Both viruses multiplied in the rabbit eye as an inapparent infection. Little or no virus could be recovered from the optic nerves or brains of the rabbits, although virus was present in high titer in the eyes. The animals showed no signs of illness other than a transitory fever.
Large amounts of SFV induced a severe iritis followed by corneal opacity. This reaction appeared to be due to "toxic" properties of the virus. No ocular reactions have been observed with LCM virus other than a mild transitory hyperemia. The yield of virus from the eye following inoculation of large amounts of SFV was less than when more dilute inocula were used.

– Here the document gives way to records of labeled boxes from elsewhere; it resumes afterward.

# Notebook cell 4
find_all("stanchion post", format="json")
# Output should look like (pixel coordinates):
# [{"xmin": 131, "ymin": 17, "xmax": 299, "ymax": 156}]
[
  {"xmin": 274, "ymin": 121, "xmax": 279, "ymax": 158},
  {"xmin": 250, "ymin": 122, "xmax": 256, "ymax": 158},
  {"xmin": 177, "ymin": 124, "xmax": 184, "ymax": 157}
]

Maximum multiplication of both viruses occurred about 48 hours after inoculation into the vitreous. SFV remained in high titer for about 4 days and thereafter could be recovered in variable amounts up to about 5 weeks after inoculation. LCM virus could be recovered in gradually decreasing amounts up to about 3 weeks after inoculation.

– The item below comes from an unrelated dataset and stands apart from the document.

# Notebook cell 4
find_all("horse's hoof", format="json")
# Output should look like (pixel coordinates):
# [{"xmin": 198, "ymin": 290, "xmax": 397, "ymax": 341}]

Serum-neutralizing antibodies appeared in high titer (neutralization index up to 3000) following inoculation of SFV into the rabbit eye. However, only traces of antibody could be detected in extracts of the eyes.

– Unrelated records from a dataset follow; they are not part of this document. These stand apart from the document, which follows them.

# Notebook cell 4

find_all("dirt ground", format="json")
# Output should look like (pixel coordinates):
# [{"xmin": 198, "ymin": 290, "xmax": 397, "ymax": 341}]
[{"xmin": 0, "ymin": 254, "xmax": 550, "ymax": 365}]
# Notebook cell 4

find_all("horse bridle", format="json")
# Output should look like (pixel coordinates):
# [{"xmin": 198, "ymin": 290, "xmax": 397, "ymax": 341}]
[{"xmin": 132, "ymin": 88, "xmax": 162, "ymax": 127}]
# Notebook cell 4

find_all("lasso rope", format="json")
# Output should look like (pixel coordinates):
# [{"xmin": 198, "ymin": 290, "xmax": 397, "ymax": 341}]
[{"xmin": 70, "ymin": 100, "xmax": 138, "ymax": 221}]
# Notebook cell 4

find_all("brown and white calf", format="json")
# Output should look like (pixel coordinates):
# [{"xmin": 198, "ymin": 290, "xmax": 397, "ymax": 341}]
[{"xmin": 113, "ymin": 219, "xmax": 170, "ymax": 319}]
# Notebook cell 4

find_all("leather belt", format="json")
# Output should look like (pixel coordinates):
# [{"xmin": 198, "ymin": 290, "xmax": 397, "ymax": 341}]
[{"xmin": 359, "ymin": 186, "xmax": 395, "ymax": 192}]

SFV was obtained irregularly and in low titer from the aqueous humor following inoculation into either the vitreous or anterior chamber. No significant difference in the virus content of the vitreous, an extract of the retinal cells, and an extract of the whole eye could be detected 48 hours after inoculation of SFV into the vitreous.
The Lansing strain of poliomyelitis virus failed to cause any detectable reaction in the rabbit eye and no evidence of multiplication of the virus was obtained in these experiments.